S'agissant de ce dernier, notre objectif est de diminuer le coût pour les candidats et de réduire les délais de passage de l'examen, c'est une priorité de ce Gouvernement et le Président de la République ainsi que le Premier ministre y sont très attentifs. Nous avons prévu le recrutement de vingt-cinq examinateurs du permis de conduire, pour moitié en Île-de-France. Ce seront d'anciens salariés du groupe La Poste, qui connaît d'importantes évolutions structurelles. Ils permettront de réduire les délais de passage de l'épreuve pratique du permis dans les zones en tension. Nous allons également moderniser le système d'information du permis de conduire, pour un budget de 15 millions, afin de moderniser l'inscription à l'épreuve comme prévu dans le plan « Dix mesures pour un permis moins cher. »
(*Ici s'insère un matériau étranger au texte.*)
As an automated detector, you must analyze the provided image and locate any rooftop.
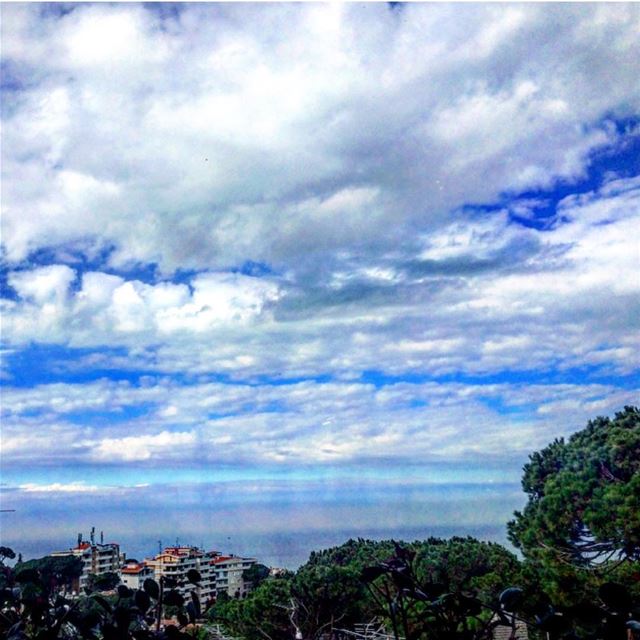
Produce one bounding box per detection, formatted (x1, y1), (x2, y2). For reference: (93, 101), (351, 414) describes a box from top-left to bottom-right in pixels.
(121, 563), (148, 575)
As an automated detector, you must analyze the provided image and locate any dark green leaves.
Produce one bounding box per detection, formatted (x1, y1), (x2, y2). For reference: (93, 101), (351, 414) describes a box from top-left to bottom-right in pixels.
(117, 584), (132, 599)
(189, 591), (201, 618)
(0, 553), (203, 640)
(599, 582), (632, 612)
(499, 587), (524, 612)
(0, 547), (16, 562)
(186, 569), (201, 585)
(134, 589), (151, 611)
(143, 578), (159, 599)
(361, 565), (386, 583)
(185, 600), (198, 624)
(163, 590), (184, 608)
(459, 594), (482, 616)
(177, 611), (189, 627)
(14, 569), (39, 584)
(509, 408), (640, 570)
(91, 594), (113, 614)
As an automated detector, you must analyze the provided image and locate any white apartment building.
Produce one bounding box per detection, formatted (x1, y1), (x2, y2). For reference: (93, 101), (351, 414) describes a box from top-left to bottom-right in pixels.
(145, 546), (218, 604)
(51, 530), (125, 593)
(120, 561), (155, 590)
(48, 535), (259, 603)
(211, 555), (256, 598)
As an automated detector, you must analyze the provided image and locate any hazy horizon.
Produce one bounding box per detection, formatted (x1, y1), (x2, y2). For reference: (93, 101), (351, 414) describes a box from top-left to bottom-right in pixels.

À mon sens, la mission « Sécurités » me semble constituer un bon budget, même s'il ne permet pas de tout régler. Que les choses soient claires : nous avons besoin de sécurité, nous avons besoin d'améliorer encore les conditions de travail de nos forces de sécurité, mais nous y travaillons quotidiennement – hebdomadairement, pour ce qui est de nos rapports avec les partenaires sociaux – et, si des progrès restent à accomplir, force est de constater que le budget du ministère de l'Intérieur a connu ces derniers temps des évolutions d'une ampleur inédite : à elle seule, la police nationale a bénéficié d'un milliard d'euros supplémentaires en trois budgets portés par ce gouvernement, ce qui montre bien à quel point la sécurité de nos concitoyens constitue pour nous une priorité.